Welcome to the monologue that lives inside my head/ That runs rampant while I lay awake in bed/ Eyes wide shut, mind wide open/ And then I watch it all fall down

This, along with all his verses, comes from a genuine place, Pouponneau, 24, a QA agent with a bank, says. “I’m making music about my reality and trying to challenge myself to come up with new concepts,” he says.

They’re also trying to move away from the musical melancholy — though I’d argue that the push-pull of a thumping delivery and sad guitar songs is what makes Zoo Legacy so appealing. It’s a mix that’s worked well for O-town bands such as StrayOtic and Crush Buildings, the latter of whom have been artfully pushing to the edges of both hip-hop and indie rock for a decade.

With Capital City Slice and AK-47s. Thursday, Nov. 17. 8 p.m. $5. Café Dekcuf, 221 Rideau St.

TUNES FROM THE HEART
John Allaire bookends his new album with tunes called Obituaries and Open Letter to My Heart. Hmm. Maudlin, much? Not really. The roots-rocker’s new album has a lotta pick-up, despite its pre-occupation with near death.

Allaire pulls from real-life events on his fifth solo album, called Heart of Steel. Last October, Allaire, then 45, played a game of rec hockey and had a heart attack. He was rushed to the hospital where he received emergency surgery. Thanked in the liner notes of the new album are both the Heart Institute and the Ottawa Hospital for “keeping me alive when I dropped dead.”

Allaire keeps roots music alive with the new album that saw him tour the US this summer opening for Alejandro Escovedo and BoDeans.

John Allaire & the Campistas, Brandon Agnew & the Pocket 4s, Saturday, Nov. 19. 9 p.m. $10. Irene’s Pub, 885 Bank St.

TIMEKODE CELEBRATE SIX YEARS
Tune-pickers Zattar and DJ Eric Roberts have an ear for the pent-up beats and sweet soul tunes that keep club kids moving.
They’re celebrating six years of throwing the house-party-style jams known as TimeKode at the usual TK spot.
TimeKode, Friday, Nov. 18, Eri Café, 953 Somerset St., W., 11 p.m. $5. www.timekode.com

TWENTY-MINUTE WORKOUT
I’m rooting for The Love Machine to win the Big Money Shot finals. The annual 88.5 FM contest promises big loot to the winning indie band to use in the production or promotion of their work. Past acts have had varying successes in achieving modest stardom.
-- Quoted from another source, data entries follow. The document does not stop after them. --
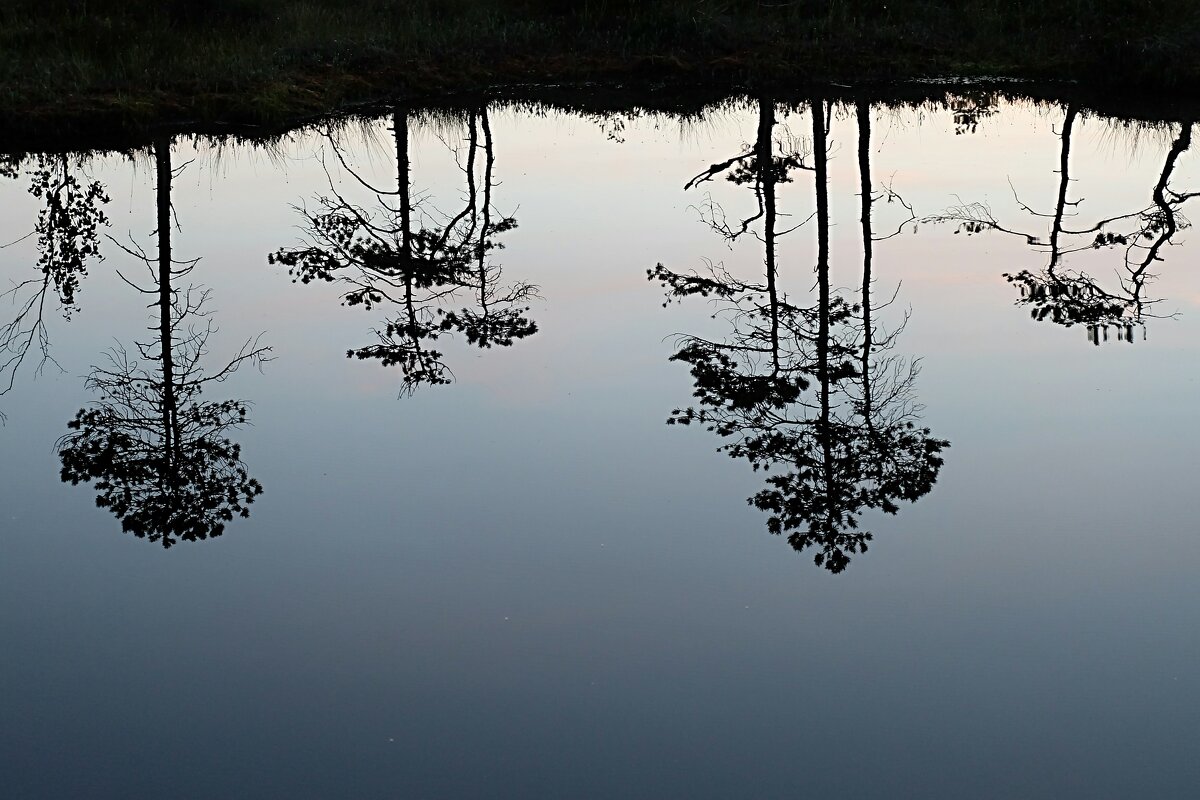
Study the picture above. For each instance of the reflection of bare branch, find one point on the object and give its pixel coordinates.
(1073, 296)
(156, 451)
(424, 271)
(66, 232)
(807, 394)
The Love Machine is already at that level thanks to the super catchy gang harmonies and tales of awakening lust. Be sure to catch their full show sometime — it’s a guaranteed good time (their Money Shot set is only 20 minutes long). The contest schedule is as follows:

9 p.m.: Silvergun and Spleen

9:40 p.m.: Hearts and Mines

10:20 p.m.: The Love Machine

11 p.m.: Down in Ashes

11:40 p.m.: Liam Lloyd

12:20 a.m.: Fire and Neon

1 a.m.: The winner is announced.

The Love Machine (and other Big Money Shot competitors). Friday, Nov. 18. 9 p.m., $10. St. Brigid’s Centre for the Arts, 302 St. Patrick St.

AND MORE
Her songs have been played on Grey’s Anatomy, but don’t hold it against her. Jenn Grant is supremely talented, even if her tunes seem suited to run-of-the-mill melodramas. I find her distinctive Atlantic-Canadian pathos and vocal gymnastics much more suited to real-life complications than to tales of young doctors in love.
She unfolds her tales at two shows this weekend.
With Erin Costelo. Friday, Nov. 18, 8:30 p.m. and Saturday, Nov. 19, 4 p.m. Black Sheep Inn, 753 Riverside Dr., Wakefield. $20.